Poco más de una hora duró la audiencia final del juicio que, por el delito de asociación ilícita, se siguió en contra del vicepresidente de la República, su tío Ricardo Rivera y otros siete procesados. Es el tiempo que tomó al juez la lectura de su ‘Ratio decidendi’, es decir, el documento donde expone los motivos de su decisión.

Glas había llegado temprano al octavo piso del edificio de la Corte Nacional; había saludado con el puño izquierdo en alto a los seguidores que lo aclamaron; se había sentado sin decir palabra, con la tensión de estos días acumulada en el rostro y se la pasó haciendo extrañas contorsiones de las piernas y los pies entre las patas de la silla y el estribo de la mesa, consultando nerviosamente a su abogado, sentado a su derecha, mientras el juez leía el documento con voz aburrida y monocorde.

Hasta estas alturas llegaban, procedentes de la calle, los estridentes sonidos de las vuvuzelas y los gritos de opositores (más de cien) y partidarios (unos cuarenta) que se instalaron frente a la sede judicial desde las dos de la tarde. Una doble hilera de policías antimotines los separaba. Cuando llovieron las primeras piedras, dirigidas desde la concentración glasista hacia los periodistas que ingresaban, los guardias presionaron para reforzar el cerco.
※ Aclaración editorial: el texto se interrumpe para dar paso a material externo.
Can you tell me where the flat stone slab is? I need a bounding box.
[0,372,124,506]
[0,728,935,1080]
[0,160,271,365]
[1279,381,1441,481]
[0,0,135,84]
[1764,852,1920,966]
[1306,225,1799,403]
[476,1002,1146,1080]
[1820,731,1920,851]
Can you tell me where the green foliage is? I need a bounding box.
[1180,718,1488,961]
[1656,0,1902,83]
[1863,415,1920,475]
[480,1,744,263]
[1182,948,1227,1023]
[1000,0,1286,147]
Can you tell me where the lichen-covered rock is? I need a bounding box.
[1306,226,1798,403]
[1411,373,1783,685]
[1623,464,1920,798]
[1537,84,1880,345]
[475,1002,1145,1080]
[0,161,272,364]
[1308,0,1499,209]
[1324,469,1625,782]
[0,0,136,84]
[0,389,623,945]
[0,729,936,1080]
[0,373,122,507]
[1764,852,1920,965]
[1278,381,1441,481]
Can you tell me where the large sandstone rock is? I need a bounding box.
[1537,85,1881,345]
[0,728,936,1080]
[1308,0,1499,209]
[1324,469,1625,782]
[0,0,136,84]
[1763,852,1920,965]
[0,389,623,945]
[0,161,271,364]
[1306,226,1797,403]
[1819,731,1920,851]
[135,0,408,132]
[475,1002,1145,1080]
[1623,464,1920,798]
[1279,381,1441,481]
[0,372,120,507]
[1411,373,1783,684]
Arriba, adentro, la audiencia transcurrió en medio del silencio impuesto por una despótica funcionaria judicial que retó a los asistentes en plan inspectora de colegio: “Esto es un acto solemne -había dicho como si alguien lo pusiera en duda-, así que tienen que guardar la compostura”. Por lo demás, la seguridad fue extrema: todo el mundo pasó por el detector de metales y los miembros de las fuerzas especiales de la Policía (GEA, UMO), judiciales y agentes de civil formaban una sólida e intimidante barrera a ambos costados del estrado.
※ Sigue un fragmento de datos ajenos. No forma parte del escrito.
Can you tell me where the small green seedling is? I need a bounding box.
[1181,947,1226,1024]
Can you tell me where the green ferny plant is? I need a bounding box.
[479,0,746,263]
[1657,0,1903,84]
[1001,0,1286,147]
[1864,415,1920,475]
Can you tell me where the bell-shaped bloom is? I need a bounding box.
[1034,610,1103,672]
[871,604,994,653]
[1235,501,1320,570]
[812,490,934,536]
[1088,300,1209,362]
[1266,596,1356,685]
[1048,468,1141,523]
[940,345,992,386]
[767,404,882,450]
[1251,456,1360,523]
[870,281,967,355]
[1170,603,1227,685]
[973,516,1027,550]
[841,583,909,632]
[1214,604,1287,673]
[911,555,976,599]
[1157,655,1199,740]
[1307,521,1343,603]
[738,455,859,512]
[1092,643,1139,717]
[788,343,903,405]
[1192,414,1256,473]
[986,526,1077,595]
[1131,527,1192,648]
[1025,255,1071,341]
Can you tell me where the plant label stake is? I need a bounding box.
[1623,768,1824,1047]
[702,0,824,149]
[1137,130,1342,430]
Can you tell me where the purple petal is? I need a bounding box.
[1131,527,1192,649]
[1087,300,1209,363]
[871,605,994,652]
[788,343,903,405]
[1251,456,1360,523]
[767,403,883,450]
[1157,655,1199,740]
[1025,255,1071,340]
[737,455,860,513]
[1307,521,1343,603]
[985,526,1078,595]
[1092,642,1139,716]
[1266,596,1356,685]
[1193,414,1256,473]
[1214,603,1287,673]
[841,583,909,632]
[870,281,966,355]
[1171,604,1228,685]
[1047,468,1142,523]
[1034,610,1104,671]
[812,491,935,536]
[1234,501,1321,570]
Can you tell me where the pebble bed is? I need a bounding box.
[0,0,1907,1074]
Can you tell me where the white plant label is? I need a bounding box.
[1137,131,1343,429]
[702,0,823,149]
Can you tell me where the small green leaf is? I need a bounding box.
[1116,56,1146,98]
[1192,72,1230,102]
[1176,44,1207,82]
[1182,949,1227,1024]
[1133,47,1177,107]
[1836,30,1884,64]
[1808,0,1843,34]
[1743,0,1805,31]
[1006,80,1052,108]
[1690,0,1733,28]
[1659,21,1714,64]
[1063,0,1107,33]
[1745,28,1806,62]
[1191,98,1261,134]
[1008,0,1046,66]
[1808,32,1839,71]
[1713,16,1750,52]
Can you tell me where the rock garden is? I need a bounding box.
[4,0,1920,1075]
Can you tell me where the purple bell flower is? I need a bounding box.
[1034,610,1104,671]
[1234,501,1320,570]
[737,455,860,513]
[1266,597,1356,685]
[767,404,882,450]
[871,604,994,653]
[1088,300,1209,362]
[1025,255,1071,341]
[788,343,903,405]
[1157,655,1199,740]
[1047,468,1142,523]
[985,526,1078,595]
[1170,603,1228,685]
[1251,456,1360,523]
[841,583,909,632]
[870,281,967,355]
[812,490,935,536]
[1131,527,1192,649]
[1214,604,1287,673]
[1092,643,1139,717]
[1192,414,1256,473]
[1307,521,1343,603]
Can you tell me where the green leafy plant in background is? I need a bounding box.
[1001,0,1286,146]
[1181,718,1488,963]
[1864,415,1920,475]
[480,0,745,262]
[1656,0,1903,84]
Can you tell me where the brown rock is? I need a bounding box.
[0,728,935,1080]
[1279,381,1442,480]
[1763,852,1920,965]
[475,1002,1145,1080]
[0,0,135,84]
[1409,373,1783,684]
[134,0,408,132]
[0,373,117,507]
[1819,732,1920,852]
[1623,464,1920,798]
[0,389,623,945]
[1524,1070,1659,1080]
Apenas una vez miró Glas sobre los hombros hacia el público expectante reunido a sus espaldas. Lo hizo con ojos desconfiados, por una fracción de segundo, y se devolvió nervioso. Cuando el juez, ya promediada la lectura de su veredicto, pronunció las palabras “autor del delito de asociación ilícita que se le imputa”, se echó para atrás sobre su silla y se adivinó un suspiro.

No tuvo una reacción visible cuando el magistrado se refirió, en dos ocasiones, a sus responsabilidades políticas como alto funcionario público. Sin embargo, al fondo de la sala, dos asambleístas de CREO, Fabricio Villamar y Ana Galarza, se miraron con enigmática sonrisa. La responsabilidad política del vicepresidente, reconocida por un juez de la Corte Nacional, les cae de perlas para llevar adelante su intención de interpelar a Glas y destituirlo en el Parlamento.

El juez fue analizando, uno por uno, las responsabilidades de los nueve procesados. La exposición de las pruebas (testimoniales, documentales, periciales...) fue apabullante. La lista de los delitos conexos (para cometer los cuales tuvo lugar la asociación ilícita de la que trata el juicio), inapelable: cohecho, concusión, enriquecimiento ilícito, tráfico de influencias... Glas apelará, como atinó a decir a la salida, pero le espera una larga relación con los juzgados.